Deploying a Complex Data Pipeline on Azure: Dagster vs. Prefect
AzureData PipelineDagsterPrefect
Recently, I had to deploy a pretty complex data pipeline originally built as a Jupyter notebook (with some backing Python modules). This pipeline had tons of input parameters, processed a substantial dataset (around 600k to 1M rows), required significant RAM due to intensive data processing, and was only used occasionally—roughly 10-50 times per month. Running the entire thing took about 20 minutes, mostly thanks to Excel being painfully slow (seriously, Excel files are the sloths of the data world).
The goal was clear: get this pipeline into a production-ready setup on Azure, complete with observability, retries for failures, file-based triggers, scalability, low costs, and minimal changes to the existing codebase. My first thought was just deploying the notebook directly onto Azure Databricks—but I quickly dropped that idea. Managing notebooks in production is like herding cats—no real version control, poor observability, no retries, no triggers, just messy chaos.
Exploring Azure-native options turned out to be disappointing; they were either crazy expensive (looking at you, Microsoft Fabric) or required extensive rewriting of the code for Spark clusters. Running plain Python scripts on Azure Synapse Analytics is technically doable, but it needs at least three nodes in each spark cluster, making it three times as expensive. No thanks.
After some digging, two promising contenders (both open-source) emerged:
- Dagster (on Azure Container Instances)
- Prefect (also on Azure Container Instances)
Here’s what I discovered after testing both:
Dagster: Elegant, but Costly
Dagster has a fantastic conceptual model based on “data assets,” which made the pipelines very intuitive. Observability was decent, though displaying tabular data results clearly during runs wasn’t straightforward. However, Dagster uses a pull-based model, meaning a worker instance needs to run continuously—burning money even when idle. On top of that, it would require significant refactoring of my existing pipeline into Dagster’s more declarative style. Dagster’s cloud offering was also restricted to US locations only, which was a no-go due to data privacy constraints.
Don’t get me wrong—Dagster seems awesome, and I hope to use it someday—but it wasn’t right for this specific project.

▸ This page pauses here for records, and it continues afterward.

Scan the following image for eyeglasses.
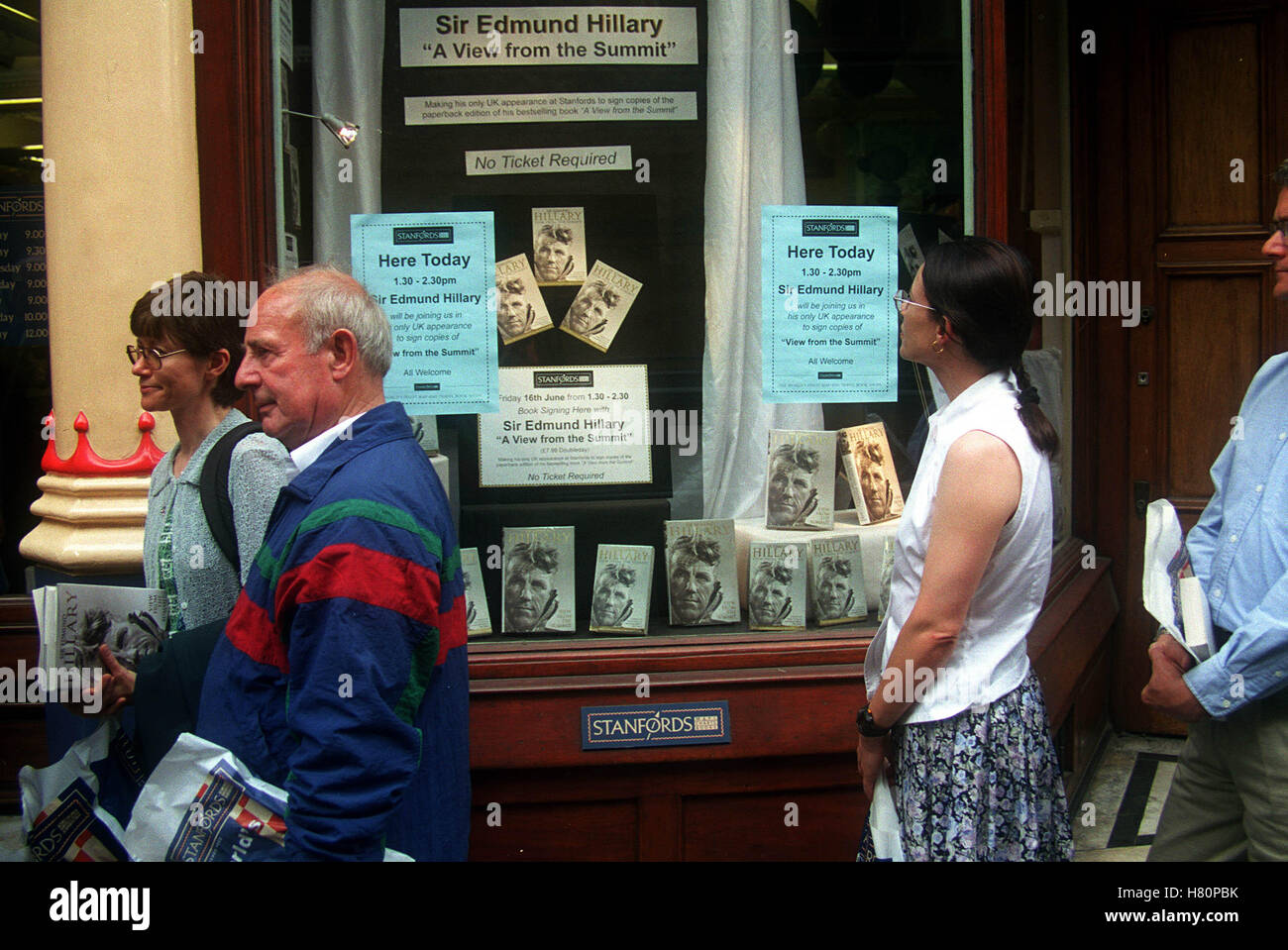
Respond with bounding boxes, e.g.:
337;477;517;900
125;347;188;369
894;291;935;313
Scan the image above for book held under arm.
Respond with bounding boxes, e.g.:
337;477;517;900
1141;498;1218;663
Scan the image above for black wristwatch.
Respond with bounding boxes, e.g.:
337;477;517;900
854;705;890;739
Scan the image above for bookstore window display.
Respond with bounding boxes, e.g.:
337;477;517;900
270;1;1004;646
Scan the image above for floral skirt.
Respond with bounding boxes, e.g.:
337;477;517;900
859;670;1073;861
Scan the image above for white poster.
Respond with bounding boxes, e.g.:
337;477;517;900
398;6;698;65
480;366;653;487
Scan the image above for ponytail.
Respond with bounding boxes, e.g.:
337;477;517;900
1012;357;1060;459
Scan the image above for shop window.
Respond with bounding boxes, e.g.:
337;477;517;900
269;0;973;646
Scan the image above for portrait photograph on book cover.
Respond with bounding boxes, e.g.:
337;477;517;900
810;537;868;627
496;254;554;345
501;526;577;633
666;520;742;627
532;207;588;287
461;547;492;636
590;545;653;633
747;542;805;629
765;429;836;530
837;422;903;524
559;260;644;353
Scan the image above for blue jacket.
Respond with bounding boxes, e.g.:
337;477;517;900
197;403;471;860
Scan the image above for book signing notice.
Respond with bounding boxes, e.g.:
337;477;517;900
760;205;899;403
349;211;498;416
480;365;653;487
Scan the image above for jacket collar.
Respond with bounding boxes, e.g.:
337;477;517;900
927;369;1019;429
282;403;415;502
149;409;250;497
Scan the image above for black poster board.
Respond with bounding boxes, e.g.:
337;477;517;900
381;0;707;504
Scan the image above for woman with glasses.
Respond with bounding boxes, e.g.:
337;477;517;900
858;237;1073;861
126;271;290;636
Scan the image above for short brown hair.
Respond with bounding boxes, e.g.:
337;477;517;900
130;270;246;405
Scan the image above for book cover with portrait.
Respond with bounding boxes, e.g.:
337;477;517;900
808;534;868;627
666;519;742;627
532;207;588;287
496;254;555;347
765;429;836;530
836;422;903;524
747;541;806;629
559;260;644;353
33;583;170;670
590;545;653;635
461;547;492;637
501;525;577;635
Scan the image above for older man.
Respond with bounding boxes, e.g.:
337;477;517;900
197;267;471;860
1141;162;1288;861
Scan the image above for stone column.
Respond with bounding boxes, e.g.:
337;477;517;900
21;0;201;573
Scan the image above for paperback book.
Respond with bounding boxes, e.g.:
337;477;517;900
666;519;742;627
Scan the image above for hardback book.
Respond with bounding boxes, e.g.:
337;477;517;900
532;207;587;287
33;583;170;670
559;260;644;353
836;422;903;524
747;541;806;629
501;525;577;635
808;534;868;627
877;538;894;623
461;547;492;637
765;429;836;530
496;254;554;345
666;519;742;627
590;545;653;635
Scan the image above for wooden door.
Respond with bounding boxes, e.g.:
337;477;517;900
1069;0;1288;732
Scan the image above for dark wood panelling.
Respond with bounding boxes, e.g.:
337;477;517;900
1163;22;1262;228
684;783;867;861
471;796;640;861
1159;266;1265;498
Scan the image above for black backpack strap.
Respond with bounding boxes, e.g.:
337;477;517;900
198;422;265;569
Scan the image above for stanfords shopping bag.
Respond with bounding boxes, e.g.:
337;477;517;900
121;732;411;861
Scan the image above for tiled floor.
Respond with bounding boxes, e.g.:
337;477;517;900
1072;735;1185;861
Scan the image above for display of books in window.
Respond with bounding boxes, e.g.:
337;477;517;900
765;429;836;530
501;526;577;633
461;547;492;636
532;207;587;287
666;519;742;627
590;545;653;635
836;422;903;524
747;542;806;629
33;583;170;670
496;254;554;345
559;260;644;353
808;536;868;627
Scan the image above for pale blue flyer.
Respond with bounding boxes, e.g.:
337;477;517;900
349;211;501;416
760;205;899;403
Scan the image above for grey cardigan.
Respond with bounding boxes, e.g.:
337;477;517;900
143;409;293;629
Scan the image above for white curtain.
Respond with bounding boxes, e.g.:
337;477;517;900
313;0;385;270
702;0;823;517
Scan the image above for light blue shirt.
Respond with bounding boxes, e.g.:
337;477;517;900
1185;353;1288;718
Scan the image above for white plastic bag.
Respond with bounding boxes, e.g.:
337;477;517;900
18;719;138;861
868;773;903;861
123;732;411;861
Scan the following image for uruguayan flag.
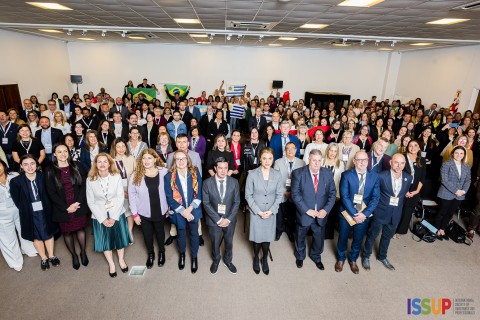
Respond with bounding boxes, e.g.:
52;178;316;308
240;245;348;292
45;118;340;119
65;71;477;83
230;104;244;119
227;84;245;97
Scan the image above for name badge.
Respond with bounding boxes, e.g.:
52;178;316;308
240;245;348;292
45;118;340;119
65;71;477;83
353;194;363;204
218;203;227;214
32;201;43;211
390;197;399;207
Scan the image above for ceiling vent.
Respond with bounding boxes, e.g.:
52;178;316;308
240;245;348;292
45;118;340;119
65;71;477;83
452;1;480;10
225;20;277;30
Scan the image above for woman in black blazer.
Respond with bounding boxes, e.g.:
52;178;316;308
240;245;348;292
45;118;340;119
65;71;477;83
396;140;427;238
45;143;89;270
10;154;60;271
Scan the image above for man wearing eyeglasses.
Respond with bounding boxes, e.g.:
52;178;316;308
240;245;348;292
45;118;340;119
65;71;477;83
335;151;380;274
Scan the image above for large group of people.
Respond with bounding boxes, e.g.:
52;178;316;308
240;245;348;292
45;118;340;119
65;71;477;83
0;79;480;278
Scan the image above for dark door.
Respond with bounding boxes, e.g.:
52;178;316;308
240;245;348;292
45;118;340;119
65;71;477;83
0;84;22;111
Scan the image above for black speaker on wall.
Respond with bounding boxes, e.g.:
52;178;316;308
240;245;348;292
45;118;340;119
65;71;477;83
70;74;83;84
272;80;283;89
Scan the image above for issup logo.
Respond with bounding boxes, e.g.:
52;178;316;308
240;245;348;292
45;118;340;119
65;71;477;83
407;298;452;316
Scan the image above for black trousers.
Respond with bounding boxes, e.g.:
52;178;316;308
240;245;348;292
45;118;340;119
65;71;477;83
208;221;236;264
140;215;165;254
276;200;297;235
435;198;460;230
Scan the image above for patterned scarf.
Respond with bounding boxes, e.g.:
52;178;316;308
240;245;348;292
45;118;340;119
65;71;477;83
170;170;198;205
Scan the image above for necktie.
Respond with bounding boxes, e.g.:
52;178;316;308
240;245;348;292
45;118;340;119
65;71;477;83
219;180;225;202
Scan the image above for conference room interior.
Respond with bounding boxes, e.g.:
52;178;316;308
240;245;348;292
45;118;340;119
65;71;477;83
0;0;480;319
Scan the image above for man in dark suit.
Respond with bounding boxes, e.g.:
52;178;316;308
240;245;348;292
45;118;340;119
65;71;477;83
335;151;380;274
362;153;413;271
270;120;300;160
35;117;63;167
248;108;267;133
20;99;40;123
367;137;391;173
110;97;128;119
291;150;337;270
202;158;240;274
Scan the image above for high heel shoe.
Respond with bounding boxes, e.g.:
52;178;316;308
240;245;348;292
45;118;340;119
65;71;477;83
253;257;260;274
72;254;80;270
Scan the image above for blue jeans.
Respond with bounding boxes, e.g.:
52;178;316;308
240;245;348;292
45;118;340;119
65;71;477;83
362;218;398;260
337;214;371;262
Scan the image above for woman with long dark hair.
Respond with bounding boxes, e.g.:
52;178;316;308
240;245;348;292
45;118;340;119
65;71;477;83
45;143;89;270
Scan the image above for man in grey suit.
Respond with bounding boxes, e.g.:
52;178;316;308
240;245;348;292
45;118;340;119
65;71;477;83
274;142;305;242
292;150;337;270
202;157;240;274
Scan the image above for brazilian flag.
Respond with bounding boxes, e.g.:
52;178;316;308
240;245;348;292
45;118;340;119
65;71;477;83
127;88;157;101
165;83;188;97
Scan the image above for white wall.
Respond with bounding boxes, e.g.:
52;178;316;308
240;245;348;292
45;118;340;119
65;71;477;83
395;46;480;111
68;42;400;101
0;30;72;103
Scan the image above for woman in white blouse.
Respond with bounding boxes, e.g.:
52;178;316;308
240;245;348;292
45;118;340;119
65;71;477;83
127;127;148;160
303;129;328;165
87;152;132;278
0;160;37;271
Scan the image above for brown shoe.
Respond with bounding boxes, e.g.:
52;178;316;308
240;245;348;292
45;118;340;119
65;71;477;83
348;261;360;274
335;261;345;272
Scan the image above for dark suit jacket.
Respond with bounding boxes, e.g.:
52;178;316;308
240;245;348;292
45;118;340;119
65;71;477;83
340;168;380;217
45;162;88;222
35;127;63;150
373;170;412;225
291;166;337;227
202;176;240;227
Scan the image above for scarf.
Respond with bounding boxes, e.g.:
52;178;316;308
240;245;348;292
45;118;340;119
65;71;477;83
170;170;198;205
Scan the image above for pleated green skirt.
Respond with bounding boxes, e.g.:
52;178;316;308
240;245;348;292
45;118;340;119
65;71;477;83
92;214;133;252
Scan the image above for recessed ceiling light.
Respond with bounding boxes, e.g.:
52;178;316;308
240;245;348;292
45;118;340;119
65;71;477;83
427;18;470;24
38;29;63;33
27;2;73;10
173;19;200;23
300;23;328;29
338;0;384;7
410;42;433;47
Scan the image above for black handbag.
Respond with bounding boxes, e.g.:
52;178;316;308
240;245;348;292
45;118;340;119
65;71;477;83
445;220;473;246
411;222;437;243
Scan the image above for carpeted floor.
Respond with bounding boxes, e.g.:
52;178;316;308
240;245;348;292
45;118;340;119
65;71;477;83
0;214;480;319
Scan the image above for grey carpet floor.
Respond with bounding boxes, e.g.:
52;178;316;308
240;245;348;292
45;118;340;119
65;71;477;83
0;214;480;319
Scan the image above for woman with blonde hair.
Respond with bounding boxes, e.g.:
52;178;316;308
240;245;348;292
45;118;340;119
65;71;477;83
87;152;132;278
110;138;137;242
52;111;72;134
165;150;202;273
128;148;168;269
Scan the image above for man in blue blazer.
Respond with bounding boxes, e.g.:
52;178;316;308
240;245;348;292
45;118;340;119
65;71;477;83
362;153;413;271
335;151;380;274
270;120;300;160
290;149;337;270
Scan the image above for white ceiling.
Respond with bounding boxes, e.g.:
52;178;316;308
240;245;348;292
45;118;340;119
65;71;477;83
0;0;480;50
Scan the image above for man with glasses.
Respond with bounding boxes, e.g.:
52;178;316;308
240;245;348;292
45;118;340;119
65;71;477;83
165;133;204;246
274;142;305;242
335;151;380;274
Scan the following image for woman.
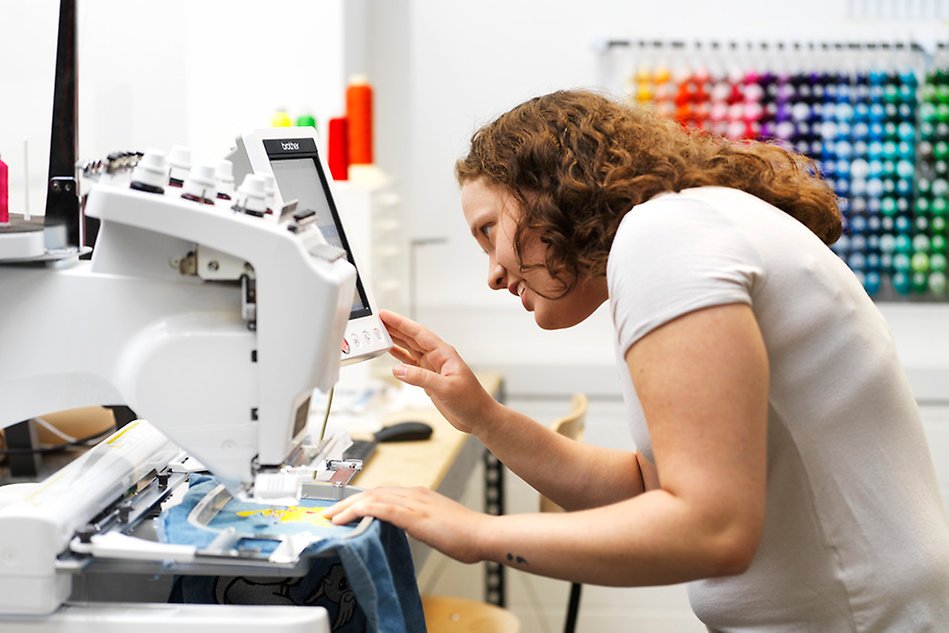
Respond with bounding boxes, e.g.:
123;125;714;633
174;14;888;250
332;92;949;633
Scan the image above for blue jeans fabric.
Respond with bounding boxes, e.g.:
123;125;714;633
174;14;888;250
159;475;425;633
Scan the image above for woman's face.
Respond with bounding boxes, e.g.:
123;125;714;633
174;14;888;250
461;179;607;330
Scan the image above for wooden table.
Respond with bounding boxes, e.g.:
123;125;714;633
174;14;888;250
352;374;503;571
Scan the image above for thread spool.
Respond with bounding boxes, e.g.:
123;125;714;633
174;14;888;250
327;117;349;180
0;152;10;224
346;75;373;165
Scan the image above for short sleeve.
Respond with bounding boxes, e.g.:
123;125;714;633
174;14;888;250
607;194;762;355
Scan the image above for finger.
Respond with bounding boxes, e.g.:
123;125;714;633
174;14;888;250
389;333;422;359
325;488;426;527
379;310;445;352
392;363;442;390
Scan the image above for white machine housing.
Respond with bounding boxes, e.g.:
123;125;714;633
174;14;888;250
228;127;392;365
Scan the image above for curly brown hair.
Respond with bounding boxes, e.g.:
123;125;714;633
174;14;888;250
455;90;841;292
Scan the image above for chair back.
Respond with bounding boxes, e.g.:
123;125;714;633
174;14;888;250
540;393;589;512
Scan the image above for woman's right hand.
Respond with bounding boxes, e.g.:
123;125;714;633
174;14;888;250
379;310;499;433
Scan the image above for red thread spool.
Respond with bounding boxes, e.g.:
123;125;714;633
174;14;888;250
346;75;373;165
0;154;10;224
327;117;349;180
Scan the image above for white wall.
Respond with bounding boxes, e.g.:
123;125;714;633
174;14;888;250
0;0;348;215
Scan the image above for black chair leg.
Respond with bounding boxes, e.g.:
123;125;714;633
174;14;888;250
563;582;583;633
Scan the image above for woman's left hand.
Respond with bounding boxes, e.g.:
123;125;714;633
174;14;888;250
323;487;495;563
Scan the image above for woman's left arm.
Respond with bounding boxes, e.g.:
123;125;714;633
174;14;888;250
332;304;769;586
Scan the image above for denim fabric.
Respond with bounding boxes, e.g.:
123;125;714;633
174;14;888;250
159;475;425;633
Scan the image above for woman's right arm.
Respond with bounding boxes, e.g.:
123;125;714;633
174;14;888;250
381;310;644;510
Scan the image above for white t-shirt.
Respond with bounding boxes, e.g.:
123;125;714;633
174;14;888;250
607;187;949;633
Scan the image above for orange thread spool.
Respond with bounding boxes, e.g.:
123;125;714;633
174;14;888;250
346;75;373;165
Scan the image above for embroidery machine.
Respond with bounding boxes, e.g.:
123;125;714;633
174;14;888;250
0;122;391;630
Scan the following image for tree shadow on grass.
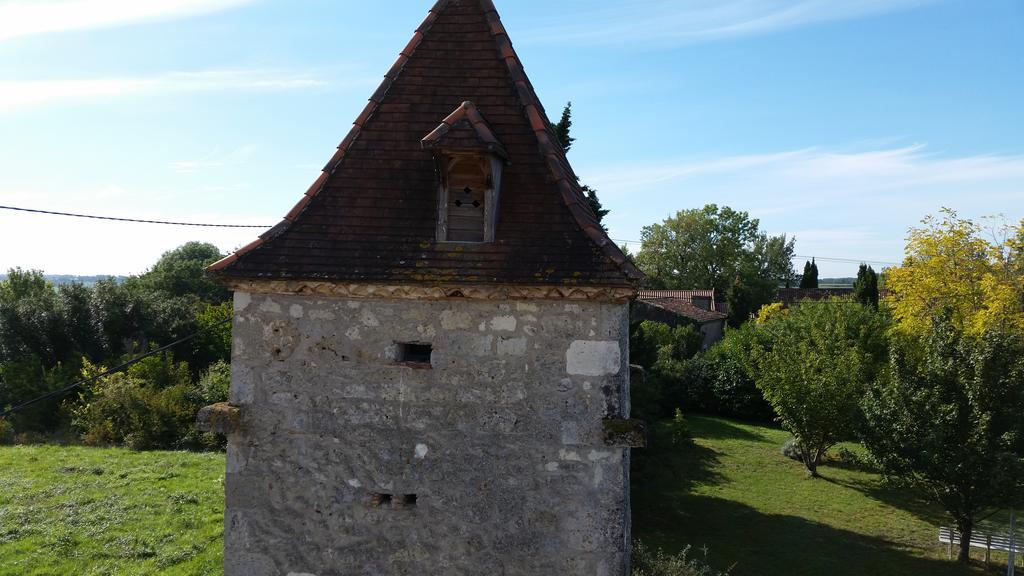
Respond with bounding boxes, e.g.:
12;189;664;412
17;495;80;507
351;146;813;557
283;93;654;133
633;494;985;576
632;428;723;494
822;469;950;530
687;415;771;442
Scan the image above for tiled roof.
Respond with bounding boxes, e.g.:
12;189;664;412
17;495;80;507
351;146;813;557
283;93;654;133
638;298;729;324
210;0;643;287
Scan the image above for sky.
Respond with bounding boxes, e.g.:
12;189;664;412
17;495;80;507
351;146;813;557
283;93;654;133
0;0;1024;277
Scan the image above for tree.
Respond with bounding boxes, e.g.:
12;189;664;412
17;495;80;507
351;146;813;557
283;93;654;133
800;258;818;290
636;204;795;325
886;209;1024;335
754;299;886;478
853;264;879;308
137;242;228;304
551;102;609;232
551;102;575;155
864;315;1024;562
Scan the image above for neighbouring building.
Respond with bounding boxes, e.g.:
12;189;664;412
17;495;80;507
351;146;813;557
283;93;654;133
631;290;729;349
200;0;642;576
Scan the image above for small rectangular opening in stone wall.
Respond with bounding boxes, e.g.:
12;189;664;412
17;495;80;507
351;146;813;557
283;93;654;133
398;342;433;367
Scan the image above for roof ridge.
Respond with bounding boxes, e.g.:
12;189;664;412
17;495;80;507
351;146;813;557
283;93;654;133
207;0;644;283
477;0;644;282
206;0;452;272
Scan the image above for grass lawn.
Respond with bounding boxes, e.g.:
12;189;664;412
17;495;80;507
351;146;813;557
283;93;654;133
0;416;1019;576
633;416;1006;576
0;446;224;576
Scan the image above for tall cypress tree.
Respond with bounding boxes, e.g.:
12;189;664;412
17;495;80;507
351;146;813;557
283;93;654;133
551;102;608;232
807;258;818;289
853;264;879;308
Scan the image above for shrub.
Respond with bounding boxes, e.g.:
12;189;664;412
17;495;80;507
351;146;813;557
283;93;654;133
198;360;231;405
669;408;690;446
0;418;14;446
71;357;216;450
682;322;774;421
633;541;724;576
630;320;703;368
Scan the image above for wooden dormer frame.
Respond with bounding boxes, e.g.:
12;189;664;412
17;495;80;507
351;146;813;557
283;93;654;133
421;101;509;244
434;151;505;244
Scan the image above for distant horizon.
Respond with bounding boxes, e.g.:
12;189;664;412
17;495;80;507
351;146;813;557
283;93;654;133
0;0;1024;277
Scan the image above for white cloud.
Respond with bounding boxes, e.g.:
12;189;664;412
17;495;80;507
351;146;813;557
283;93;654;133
520;0;934;45
171;145;256;174
0;70;326;114
0;0;255;41
580;145;1024;276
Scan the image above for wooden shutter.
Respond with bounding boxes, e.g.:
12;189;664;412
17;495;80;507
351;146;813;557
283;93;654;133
447;158;490;242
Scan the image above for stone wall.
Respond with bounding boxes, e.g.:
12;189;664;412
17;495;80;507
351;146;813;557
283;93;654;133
225;292;630;576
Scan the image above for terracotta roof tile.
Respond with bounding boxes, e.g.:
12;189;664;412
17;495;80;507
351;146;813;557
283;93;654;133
210;0;642;287
637;298;729;324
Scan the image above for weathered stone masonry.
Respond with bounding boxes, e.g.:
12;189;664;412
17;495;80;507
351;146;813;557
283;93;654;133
225;292;629;576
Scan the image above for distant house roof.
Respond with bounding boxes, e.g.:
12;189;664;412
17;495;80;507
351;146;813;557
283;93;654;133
637;290;715;301
637;298;729;325
210;0;643;288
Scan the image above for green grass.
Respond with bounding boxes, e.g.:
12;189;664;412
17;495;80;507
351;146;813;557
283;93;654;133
633;416;1006;576
0;416;1019;576
0;446;224;576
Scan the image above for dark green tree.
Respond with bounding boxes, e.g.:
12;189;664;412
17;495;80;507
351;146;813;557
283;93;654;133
551;102;608;232
800;260;812;290
138;242;228;304
636;204;795;326
853;264;879;308
551;102;575;154
864;312;1024;563
754;299;888;477
800;258;818;290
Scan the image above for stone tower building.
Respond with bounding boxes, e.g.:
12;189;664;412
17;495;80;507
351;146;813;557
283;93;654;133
201;0;641;576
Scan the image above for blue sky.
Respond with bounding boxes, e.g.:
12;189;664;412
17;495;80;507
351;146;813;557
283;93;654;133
0;0;1024;276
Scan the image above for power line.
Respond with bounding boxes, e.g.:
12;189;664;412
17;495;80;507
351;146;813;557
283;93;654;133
0;206;899;266
0;318;231;418
0;206;270;230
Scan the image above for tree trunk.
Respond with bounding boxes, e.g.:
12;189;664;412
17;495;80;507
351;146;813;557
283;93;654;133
956;519;974;564
804;454;821;478
801;448;821;478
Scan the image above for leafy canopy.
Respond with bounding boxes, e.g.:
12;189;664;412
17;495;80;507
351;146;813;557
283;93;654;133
636;204;796;325
864;310;1024;561
754;299;887;476
886;209;1024;335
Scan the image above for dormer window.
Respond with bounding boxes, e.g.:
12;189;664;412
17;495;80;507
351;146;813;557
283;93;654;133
423;101;508;243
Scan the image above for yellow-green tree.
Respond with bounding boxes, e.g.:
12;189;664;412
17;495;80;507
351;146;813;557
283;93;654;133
887;209;1024;336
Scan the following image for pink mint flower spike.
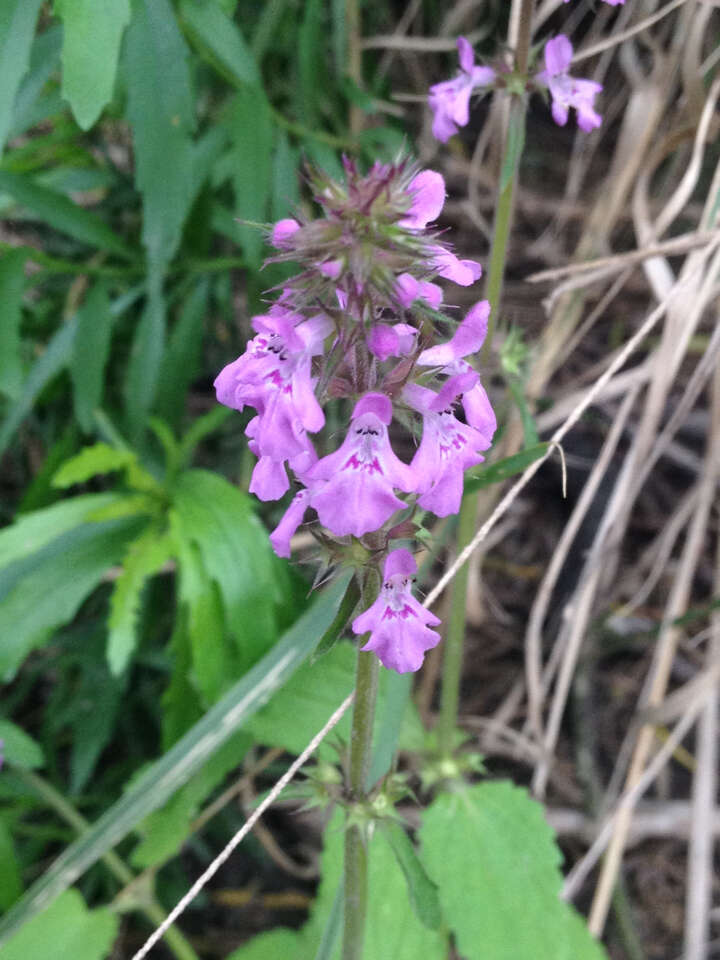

Prefect: Practical and Cost-effective
Prefect took a more straightforward, traditional task-and-flow approach. Although not as elegant as Dagster’s concept, it did the job very effectively. Observability was actually great, supporting artifacts like tables, markdown, and images directly in the UI. Prefect also handled retries and event triggers exceptionally well. Its UI, admittedly, felt slightly less polished compared to Dagster’s.
The big win with Prefect was its push-based worker model: spin up an Azure Container Instance (ACI), run the task, then shut it down immediately afterward—no idle costs! Prefect still required a continuously running server, though. The Prefect Cloud free tier didn’t allow for custom compute, and the next tier cost about $100/month, leaving a small continuously-running ACI instance as my only practical choice.
Why Prefect Came Out on Top
In the end, Prefect was the clear winner for my project. It balanced functionality, observability, and cost-effectiveness better—even though I still admire Dagster’s elegant approach.
Hopefully, my journey helps someone else navigate the surprisingly murky waters of Azure data pipeline solutions. Honestly, the Azure-native offerings disappointed me—they’re pricey, inflexible, and oddly unsuited for typical Python data pipelines. In the same project, I’m already using Azure Synapse Pipelines for a simple file-to-database job it’s actually really bad. Who at Microsoft decided that dynamic input schema wasn’t important?
It genuinely surprises me that Microsoft hasn’t provided a straightforward, serverless solution for Python-based data pipelines. Until then, Prefect has my vote.